The program for the evening had each group presenting some music that was representative, in some way, of their culture. Windows of understanding were slowly being opened. People were encouraged to continue eating and drinking coffee and tea. The atmosphere was relaxed and inviting.
Then came the time for discussion, each person present was invited to a table with people they did not know. Fear may have gripped a few at that moment, but organizers quickly helped people find a spot and get to know some new friends. There were envelopes with questions on the tables to spark discussion and that spark was all that was needed. Soon everyone was engaged in free flowing conversation.
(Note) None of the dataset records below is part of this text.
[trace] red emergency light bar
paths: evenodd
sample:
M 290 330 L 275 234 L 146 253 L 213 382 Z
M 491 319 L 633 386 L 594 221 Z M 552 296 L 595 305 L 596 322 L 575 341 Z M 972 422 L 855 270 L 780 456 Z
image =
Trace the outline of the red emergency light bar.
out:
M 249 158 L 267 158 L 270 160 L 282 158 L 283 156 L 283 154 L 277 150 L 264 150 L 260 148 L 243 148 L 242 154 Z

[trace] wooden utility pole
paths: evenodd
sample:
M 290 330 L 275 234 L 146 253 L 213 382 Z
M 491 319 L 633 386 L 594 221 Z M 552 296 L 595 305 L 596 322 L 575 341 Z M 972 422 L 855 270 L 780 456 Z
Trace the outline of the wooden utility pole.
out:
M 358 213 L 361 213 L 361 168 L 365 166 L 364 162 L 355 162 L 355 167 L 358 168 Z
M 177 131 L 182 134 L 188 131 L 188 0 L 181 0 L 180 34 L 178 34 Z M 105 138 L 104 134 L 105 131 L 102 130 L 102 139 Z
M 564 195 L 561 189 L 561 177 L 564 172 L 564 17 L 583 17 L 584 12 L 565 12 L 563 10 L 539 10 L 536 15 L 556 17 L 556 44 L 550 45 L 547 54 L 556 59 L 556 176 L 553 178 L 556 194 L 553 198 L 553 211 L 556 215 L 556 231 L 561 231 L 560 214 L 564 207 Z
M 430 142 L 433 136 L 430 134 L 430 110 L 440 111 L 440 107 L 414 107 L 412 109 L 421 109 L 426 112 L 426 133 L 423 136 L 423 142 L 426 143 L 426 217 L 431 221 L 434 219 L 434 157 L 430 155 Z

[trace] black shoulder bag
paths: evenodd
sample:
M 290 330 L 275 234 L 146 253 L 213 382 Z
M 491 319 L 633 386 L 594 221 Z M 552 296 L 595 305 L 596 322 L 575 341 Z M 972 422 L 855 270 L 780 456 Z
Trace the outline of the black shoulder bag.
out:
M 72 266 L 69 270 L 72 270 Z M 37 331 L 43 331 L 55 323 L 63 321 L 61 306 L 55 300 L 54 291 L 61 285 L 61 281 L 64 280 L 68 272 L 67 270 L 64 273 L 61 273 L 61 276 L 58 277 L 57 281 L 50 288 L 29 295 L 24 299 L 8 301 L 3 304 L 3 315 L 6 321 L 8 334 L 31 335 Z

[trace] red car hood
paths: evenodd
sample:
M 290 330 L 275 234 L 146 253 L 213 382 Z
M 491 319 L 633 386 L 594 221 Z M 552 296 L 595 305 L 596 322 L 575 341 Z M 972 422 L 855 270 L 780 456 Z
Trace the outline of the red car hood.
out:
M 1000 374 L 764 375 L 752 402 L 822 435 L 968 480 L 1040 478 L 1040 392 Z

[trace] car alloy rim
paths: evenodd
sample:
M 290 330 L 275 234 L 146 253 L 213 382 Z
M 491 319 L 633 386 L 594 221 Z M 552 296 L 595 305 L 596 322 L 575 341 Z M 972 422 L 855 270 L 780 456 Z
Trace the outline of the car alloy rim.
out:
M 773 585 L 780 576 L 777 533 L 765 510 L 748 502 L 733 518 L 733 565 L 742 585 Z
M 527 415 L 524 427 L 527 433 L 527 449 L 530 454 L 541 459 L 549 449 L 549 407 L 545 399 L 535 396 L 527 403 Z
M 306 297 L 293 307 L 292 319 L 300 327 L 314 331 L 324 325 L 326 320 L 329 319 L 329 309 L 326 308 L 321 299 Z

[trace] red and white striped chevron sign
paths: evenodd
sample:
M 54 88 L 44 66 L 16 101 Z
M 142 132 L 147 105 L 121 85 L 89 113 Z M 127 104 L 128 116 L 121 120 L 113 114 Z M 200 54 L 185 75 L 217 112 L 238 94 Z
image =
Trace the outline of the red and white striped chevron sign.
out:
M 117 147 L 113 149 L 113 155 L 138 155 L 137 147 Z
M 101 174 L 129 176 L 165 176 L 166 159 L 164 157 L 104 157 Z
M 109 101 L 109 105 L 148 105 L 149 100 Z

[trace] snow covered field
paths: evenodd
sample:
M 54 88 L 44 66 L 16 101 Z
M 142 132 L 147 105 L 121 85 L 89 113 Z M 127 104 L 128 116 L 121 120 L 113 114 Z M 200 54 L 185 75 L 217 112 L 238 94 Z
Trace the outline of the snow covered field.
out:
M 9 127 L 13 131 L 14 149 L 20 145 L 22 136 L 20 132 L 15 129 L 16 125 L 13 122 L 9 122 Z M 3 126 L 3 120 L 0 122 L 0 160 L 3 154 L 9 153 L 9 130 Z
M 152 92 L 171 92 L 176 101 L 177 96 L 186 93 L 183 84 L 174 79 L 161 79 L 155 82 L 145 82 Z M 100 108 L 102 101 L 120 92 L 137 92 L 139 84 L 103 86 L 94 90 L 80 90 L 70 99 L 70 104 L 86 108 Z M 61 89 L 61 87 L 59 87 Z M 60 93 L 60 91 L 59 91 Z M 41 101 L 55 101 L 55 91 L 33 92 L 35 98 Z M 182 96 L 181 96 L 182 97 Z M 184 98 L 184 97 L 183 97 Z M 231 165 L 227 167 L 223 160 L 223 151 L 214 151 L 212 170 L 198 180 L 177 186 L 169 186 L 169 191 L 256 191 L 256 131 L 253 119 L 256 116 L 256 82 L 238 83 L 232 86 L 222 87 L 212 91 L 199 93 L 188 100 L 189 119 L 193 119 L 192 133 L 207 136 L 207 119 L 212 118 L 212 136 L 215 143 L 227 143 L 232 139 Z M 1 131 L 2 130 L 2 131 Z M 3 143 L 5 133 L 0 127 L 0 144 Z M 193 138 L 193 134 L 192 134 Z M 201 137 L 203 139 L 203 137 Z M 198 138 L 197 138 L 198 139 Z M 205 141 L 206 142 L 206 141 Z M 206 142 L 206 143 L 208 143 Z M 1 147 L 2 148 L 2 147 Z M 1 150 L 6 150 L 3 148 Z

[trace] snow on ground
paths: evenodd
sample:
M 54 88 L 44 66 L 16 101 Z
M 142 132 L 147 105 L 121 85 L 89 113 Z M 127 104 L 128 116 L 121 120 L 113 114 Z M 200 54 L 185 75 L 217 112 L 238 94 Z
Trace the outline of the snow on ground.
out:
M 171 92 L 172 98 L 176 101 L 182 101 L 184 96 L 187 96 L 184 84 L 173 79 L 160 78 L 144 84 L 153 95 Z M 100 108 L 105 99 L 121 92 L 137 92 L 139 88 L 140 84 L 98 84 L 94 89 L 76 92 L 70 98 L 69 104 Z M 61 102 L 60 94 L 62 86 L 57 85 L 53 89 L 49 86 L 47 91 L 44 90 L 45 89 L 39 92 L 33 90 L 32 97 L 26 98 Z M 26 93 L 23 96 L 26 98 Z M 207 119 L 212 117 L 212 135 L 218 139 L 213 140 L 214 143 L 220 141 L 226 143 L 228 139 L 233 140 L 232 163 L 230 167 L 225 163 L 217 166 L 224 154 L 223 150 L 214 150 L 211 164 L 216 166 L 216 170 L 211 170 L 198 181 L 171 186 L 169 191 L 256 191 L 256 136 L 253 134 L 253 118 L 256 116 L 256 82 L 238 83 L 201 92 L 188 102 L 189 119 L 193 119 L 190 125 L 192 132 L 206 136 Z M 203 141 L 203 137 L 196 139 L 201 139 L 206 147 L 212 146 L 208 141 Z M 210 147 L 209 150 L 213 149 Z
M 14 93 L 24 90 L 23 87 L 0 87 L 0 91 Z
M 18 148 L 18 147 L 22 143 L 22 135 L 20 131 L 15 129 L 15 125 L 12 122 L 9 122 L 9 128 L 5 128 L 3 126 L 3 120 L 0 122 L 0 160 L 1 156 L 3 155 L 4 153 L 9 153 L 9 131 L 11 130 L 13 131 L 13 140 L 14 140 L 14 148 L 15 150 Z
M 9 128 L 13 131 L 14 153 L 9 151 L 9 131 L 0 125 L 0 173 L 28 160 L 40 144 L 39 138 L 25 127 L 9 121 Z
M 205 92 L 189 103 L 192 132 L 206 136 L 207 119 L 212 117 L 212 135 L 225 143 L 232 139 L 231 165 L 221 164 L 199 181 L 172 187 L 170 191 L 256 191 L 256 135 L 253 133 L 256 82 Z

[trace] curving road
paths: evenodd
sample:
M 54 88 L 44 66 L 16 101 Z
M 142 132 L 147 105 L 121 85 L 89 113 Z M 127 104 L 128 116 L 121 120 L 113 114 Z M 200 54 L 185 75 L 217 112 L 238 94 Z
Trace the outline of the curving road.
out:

Some of the questions were simple. They helped everyone understand each other better. People were surprised by the similarities and respectful of the differences. Participants were also allowed to ask difficult questions; things that they may have wondered but never had the opportunity to ask. There was laughter; there was appreciation; there was understanding. Peace happened.
In the end, there was an acknowledgement that all of us could very well have been in this cafe on this day or any other day, and we would never have said a word to each other. There was a recognition that we inhabit the same spaces at York on a regular basis. But we also were aware of the fact that for the most part we stay separate. It took initiative to get to the cafe. Desire to experience something different was needed.
Participants were glad that they came. Instead of the fear and isolation that grips much of the world, people experienced peace and friendship. In fact, they had to be encouraged to leave, so the cafe could close. There was agreement that this kind of thing takes effort, but it seemed that the effort was well worth the time and energy.